2. Christians Among the Virtues by Stanley Hauerwas and Charles Pinches–A familiar favorite.  This week–reading about Aquinas.  This has been a really good read and a useful secondary resource.

3. Putting on Virtue by Jennifer A. Herdt–Again, a repeat.  Again, for the same class–Virtue, the Life of Happiness, and Friendship with Hauerwas.  It, too, is a secondary resource for this week’s reading of Aquinas, but I haven’t yet cracked it.

4. Treatise on the Virtues by St.
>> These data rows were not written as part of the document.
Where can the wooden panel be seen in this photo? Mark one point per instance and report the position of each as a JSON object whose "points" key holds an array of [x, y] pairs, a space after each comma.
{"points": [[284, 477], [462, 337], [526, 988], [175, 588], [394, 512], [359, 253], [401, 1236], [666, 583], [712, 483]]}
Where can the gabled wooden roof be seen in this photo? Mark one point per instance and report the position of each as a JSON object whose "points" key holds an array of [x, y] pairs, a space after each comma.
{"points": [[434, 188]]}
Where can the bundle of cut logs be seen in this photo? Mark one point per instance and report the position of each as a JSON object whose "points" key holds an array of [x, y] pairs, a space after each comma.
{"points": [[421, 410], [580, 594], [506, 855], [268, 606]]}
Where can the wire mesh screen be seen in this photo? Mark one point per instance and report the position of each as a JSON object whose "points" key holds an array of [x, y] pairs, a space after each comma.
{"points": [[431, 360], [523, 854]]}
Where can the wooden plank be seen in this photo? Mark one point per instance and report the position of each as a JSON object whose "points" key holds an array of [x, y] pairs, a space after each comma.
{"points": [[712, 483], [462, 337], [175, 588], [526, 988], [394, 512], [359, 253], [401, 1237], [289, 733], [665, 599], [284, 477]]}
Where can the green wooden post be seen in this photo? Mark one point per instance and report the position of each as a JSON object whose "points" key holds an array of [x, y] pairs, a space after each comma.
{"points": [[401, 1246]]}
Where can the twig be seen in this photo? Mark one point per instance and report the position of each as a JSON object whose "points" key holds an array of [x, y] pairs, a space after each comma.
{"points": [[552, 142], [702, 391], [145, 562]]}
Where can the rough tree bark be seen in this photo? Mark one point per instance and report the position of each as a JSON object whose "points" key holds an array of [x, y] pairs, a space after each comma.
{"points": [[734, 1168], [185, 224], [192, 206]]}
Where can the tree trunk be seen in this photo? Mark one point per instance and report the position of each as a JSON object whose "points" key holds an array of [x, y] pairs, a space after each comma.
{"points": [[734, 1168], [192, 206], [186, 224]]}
Thomas Aquinas–The man himself arrives.  I’ll be reading this for the next two weeks.  Hopefully all this virtue stuff in my Hauerwas class will start making sense (and coming more directly from the primary sources, something which it has as yet failed to do).  I still remember how confused I was the first time I tried to read Aquinas, with absolutely no instruction as to his organizational method, in undergrad.  Derrida was an easier read.  Now somehow Aquinas doesn’t seem as difficult, at least once I get into the rhythms of his organization.  Of course, the fact that it is Tuesday night and I have yet to start reading probably bodes ill for my finishing the assigned portion for this week.

5. Deliverance by James Dickey–Famous poet writes lauded novel which is made into Burt Reynolds/Jon Voight film.  It’s always annoying to pick up movie tie-in edition paperbacks, but this is a new low–bare-chested Burt is never a good thing.  Four friends set out on a wilderness adventure in north Georgia.  Things go horribly, horribly wrong.

6.  Great Lent by Alexander Schmemann–Okay, so it’s a sham.  I’ll never start it, and I’ll always make it look like I read Orthodoxers.

7. Generation to Generation by Edwin H. Friedman–A modern classic on family systems (is there any other kind of classic on family systems theory?) within church and synagogue.  I’m told it’s good.  I’ll find out tomorrow before class.

And as for tonight?

1. Walk Pru.

2. Finish the rest of Stetzer’s book.

3. Quickly clean up some houseness.

4. Watch a yet-to-be-determined movie with Dave and possible more folks.